It’s an issue that most companies prefer to avoid thinking about. But if you’re running a small business, redundancy is something that you can’t afford to ignore. In the world of the small and medium-sized enterprises (SME’s), setbacks can strike suddenly and staff cuts might be the only way stay afloat. In this article, I will share some insight on how to deal with redundancies safely.

We’ve all heard of redundancy. But employers still often worry about the true nature of the sometimes challenging processes. Redundancy is a dismissal, albeit a dismissal because of redundancy and it will only be genuine if work is disappearing or diminishing in the employee’s area, or if there is ceasing to be a need, or there is a reduced need, for work to be carried out in the employee’s place of work.

Redundancies most often spring to mind when finances are at the fore.

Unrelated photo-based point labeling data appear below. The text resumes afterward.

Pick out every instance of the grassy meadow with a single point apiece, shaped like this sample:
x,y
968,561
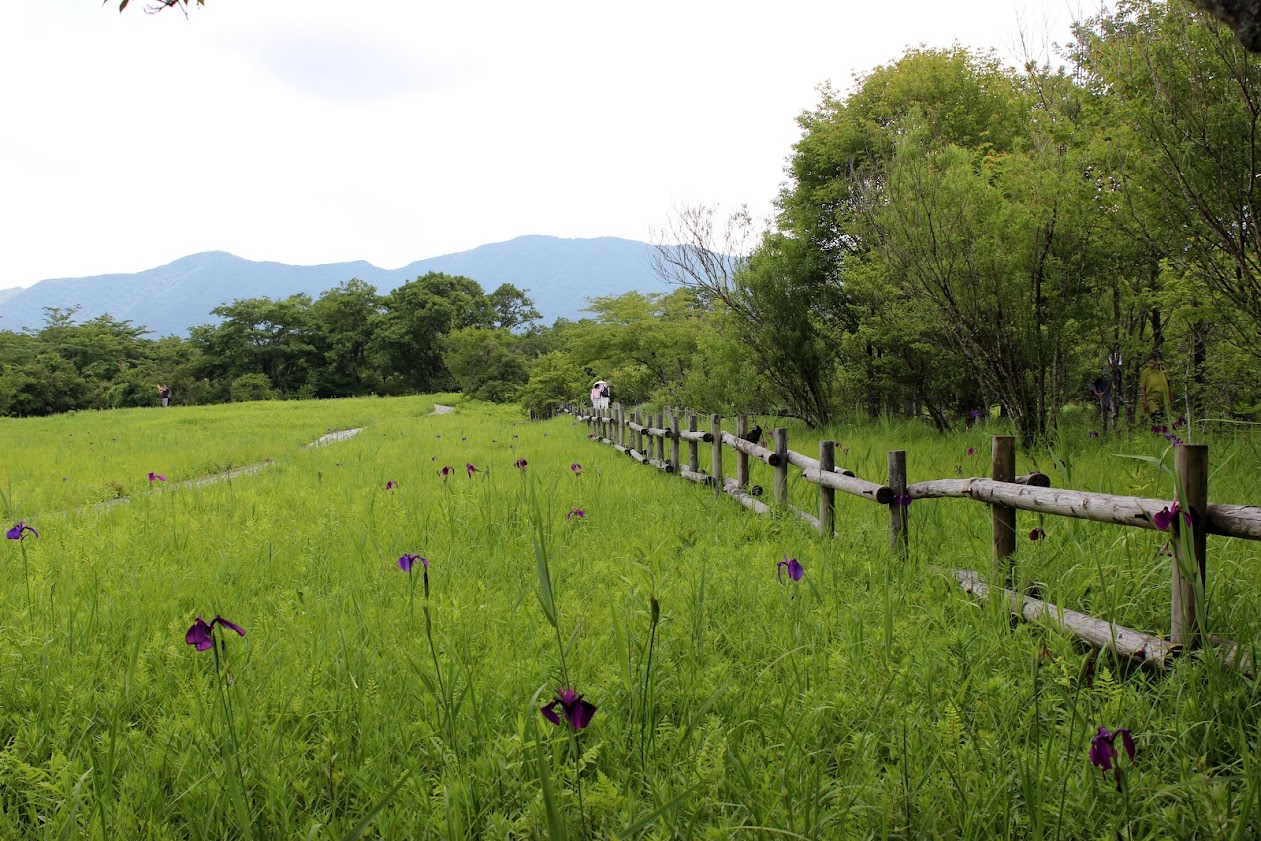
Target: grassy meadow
x,y
871,699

However, businesses are often surprised that cost-cutting is not a reason per se for redundancy. Whilst more recently showing empathy for employers, one must never forget the overarching unwritten rule of employment law that people should be kept in work if at all possible. Redundancy laws reflect this exactly, essentially saying that workers shouldn’t be dismissed unless their jobs genuinely aren’t needed any more.

Because the job is redundant, employees should not be replaced. The three months post-dismissal are the most crucial for this, being the time limit in which employees have to make a claim to Tribunal that the dismissal was unfair. Even in the case of work that is merely diminishing, when planning to employ someone to take on the reduced role, in most circumstances, and if reasonable to do so, the employee should, strictly speaking, be consulted about this possible suitable alternative employment.

Whilst making 20 or more employees redundant carries additional duties (and you should take advice if this applies to your business), the necessity to consult properly still applies to fewer employees, but only within the duty to be reasonable. Most businesses have heard of Polkey, the leading case on reasonableness. Polkey states that an employer will normally not act reasonably unless it warns and consults affected employees, adopts a fair basis on which to select employees and takes such steps as may be reasonable to avoid or minimise redundancy by redeployment within its own organisation.

At the outset of a fair redundancy procedure and indeed throughout, an employer should consider whether it can avoid or reduce redundancies. A fair process will in most cases consist of a correct amount of time in consultation, usually shaped by an initial meeting, then a fair amount of time in which the employee can digest the news and, where appropriate and reasonable, be considered for, and in some cases offered, any alternative employment. The first correspondence will state the reason for redundancy. The employer can admit that there are financial motivations but within the wording of the statute and referring to the fact that these jobs are disappearing or diminishing. There will then be a final meeting to confirm whether the employee has been selected for redundancy or not. All steps should be followed up with written confirmation.

Before confirmation of who is redundant, there will be a selection process. How this is undertaken depends on how many employees are affected, whether their jobs are the same or similar and therefore whether they need to be pooled together for “marking” in order to select the ones for redundancy. If there is only one job being made redundant, or if a job is unique, there is no pool and no need to compare this job with others. Where there is more than one job involved, or more than one of the same role, the “marking” is usually in table (or matrix) form, scoring employees on length of service, attendance, disciplinary sanctions and so forth. Employers commonly ask whether they can use subjective assessments, such as whether the employee “fits in”, to score. The answer is yes, as long as it’s objectively justifiable and, naturally, reasonable.

If there is no contractual, enhanced right to a redundancy payment, if the employee has been in the job for two years or more, they will be entitled to a statutory redundancy payment. Currently this is £475 per year of service, subject to a maximum of 20 years. A redundancy payment may also be implied where a set of redundancy terms are regularly applied in a particular trade or industry or by a particular employer.

The two year qualifying service is of course also relevant to the employee’s rights to claim unfair dismissal. Although best practice dictates that reasonable procedure should always be followed, if an employee has been employed for less than two years, the company may decide to take a view on shortening or bypassing the process. This decision must be taken in the knowledge that, in certain circumstances, selection of an employee for dismissal on grounds of redundancy does not need the qualifying two years’ service and will be automatically unfair if, amongst other reasons, they are dismissed for a reason connected to pregnancy, or because they have refused to sign a working time opt-out agreement.

Genuine redundancy, when carried out fairly, is a clean cut way to dismiss. As such, it is useful and common to “create” a redundancy situation in order to remove employees who aren’t gelling with the business, or who have a personality clash with a manager or other employee, situations which do not come under any of the fair dismissal heads and otherwise may create problems. Obviously care must be taken where there is qualifying service, without which the dismissal is easier all round. Having said this, it is not advisable to create a redundancy where there is absolutely no chance of proving it if challenged. Whatever the situation, employers must make sure that they can back up a fair redundancy with concrete evidence.

The bottom line therefore is that, when faced with a potentially tricky dismissal, the more the need for a good employment lawyer who, even if the situation does not at first glance look like a redundancy, can help to carry out their client’s instructions – and hopefully within the remits of the legal obligations!